I have loaded a text file content to a std::string. And I want to remove the whitespaces from the loaded string.
Method 1:
Scan the string using string.find() in a loop statement and remove whitespace using string.erase();
Method 2:
Scan the string using string.find() in a loop statement and copy the non whitespace characters to a new string() variable using string.append();
Method 3:
Scan the string using string.find() in a loop statement and copy the non whitespace characters to a new string(size_t n, char c) variable using string.replace();
Method 4:
Allocate a char* (using malloc[size of the source string])
Scan the string using string.find() in a loop statement and copy the non whitespace characters to the char* variable using strcpy and then strcat();
finally copy the char* to a new string
free char*
Edit: upgraded to locale-aware trait. Thanks user657267 !
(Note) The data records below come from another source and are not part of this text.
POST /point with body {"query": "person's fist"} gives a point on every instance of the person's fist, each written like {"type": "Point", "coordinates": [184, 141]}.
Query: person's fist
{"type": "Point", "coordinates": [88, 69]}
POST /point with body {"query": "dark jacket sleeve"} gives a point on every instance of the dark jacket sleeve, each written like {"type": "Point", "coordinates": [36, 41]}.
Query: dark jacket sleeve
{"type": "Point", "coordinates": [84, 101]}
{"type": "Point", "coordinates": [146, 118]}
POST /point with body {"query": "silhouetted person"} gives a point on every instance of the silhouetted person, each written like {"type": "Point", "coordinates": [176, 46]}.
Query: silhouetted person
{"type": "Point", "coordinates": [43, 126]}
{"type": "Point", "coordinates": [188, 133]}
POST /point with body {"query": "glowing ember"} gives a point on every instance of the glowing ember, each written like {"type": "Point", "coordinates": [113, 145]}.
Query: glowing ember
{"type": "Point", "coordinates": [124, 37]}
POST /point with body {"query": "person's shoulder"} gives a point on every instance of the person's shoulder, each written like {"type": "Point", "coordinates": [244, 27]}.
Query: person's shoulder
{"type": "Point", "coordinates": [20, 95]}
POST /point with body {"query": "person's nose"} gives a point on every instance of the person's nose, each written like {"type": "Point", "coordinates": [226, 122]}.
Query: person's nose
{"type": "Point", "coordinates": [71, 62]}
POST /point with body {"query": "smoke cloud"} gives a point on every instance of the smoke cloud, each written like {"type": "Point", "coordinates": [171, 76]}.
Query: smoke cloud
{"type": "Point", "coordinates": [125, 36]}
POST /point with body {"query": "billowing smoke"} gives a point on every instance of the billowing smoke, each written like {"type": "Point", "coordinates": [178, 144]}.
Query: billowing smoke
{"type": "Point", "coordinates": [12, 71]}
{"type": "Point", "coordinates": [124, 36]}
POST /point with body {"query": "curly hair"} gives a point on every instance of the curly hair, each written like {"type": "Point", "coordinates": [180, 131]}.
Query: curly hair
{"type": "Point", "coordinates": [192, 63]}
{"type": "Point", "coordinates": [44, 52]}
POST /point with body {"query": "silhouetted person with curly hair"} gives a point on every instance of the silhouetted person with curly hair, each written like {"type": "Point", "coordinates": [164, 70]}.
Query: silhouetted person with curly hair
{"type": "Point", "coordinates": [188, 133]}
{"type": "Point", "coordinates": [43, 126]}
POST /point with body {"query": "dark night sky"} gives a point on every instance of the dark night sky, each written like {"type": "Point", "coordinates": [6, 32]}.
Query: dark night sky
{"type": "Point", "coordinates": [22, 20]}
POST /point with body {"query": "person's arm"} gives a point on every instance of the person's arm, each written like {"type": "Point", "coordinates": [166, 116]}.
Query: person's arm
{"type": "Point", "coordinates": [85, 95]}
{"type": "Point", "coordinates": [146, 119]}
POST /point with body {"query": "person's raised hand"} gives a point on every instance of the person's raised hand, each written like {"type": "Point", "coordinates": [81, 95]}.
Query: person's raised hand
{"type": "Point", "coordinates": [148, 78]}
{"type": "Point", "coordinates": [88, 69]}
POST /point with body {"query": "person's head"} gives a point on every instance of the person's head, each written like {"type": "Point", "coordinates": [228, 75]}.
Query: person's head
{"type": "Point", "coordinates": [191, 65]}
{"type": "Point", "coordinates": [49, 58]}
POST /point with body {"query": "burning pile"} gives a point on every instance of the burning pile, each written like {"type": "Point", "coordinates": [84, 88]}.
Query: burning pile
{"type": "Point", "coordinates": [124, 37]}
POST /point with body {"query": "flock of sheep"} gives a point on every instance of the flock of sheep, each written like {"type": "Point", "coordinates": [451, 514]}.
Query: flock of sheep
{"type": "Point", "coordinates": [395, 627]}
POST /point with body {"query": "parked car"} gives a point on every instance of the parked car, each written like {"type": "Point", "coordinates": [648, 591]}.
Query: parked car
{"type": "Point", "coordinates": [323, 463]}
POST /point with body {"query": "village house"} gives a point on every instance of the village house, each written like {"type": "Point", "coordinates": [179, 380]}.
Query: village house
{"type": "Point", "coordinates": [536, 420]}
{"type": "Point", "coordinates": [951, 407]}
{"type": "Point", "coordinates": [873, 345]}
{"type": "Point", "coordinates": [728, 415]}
Standards algorithms are neat !
s.erase(std::remove_if(
begin(s), end(s),
[l = std::locale{}](auto ch) { return std::isspace(ch, l); }
), end(s));
Live on Coliru
That was for in-place modification, if you need to keep the original string however :
std::string s2;
s2.reserve(s.size());
std::remove_copy_if(
begin(s), end(s),
std::back_inserter(s2),
[l = std::locale{}](auto ch) { return std::isspace(ch, l); }
);
Live on Coliru
IMHO, best performance you can get with method 2, but before appending you need to call std::string::reserve
method to set capacity of new string to the size of initial string. This needed to prevent unnecessary reallocations, when appending.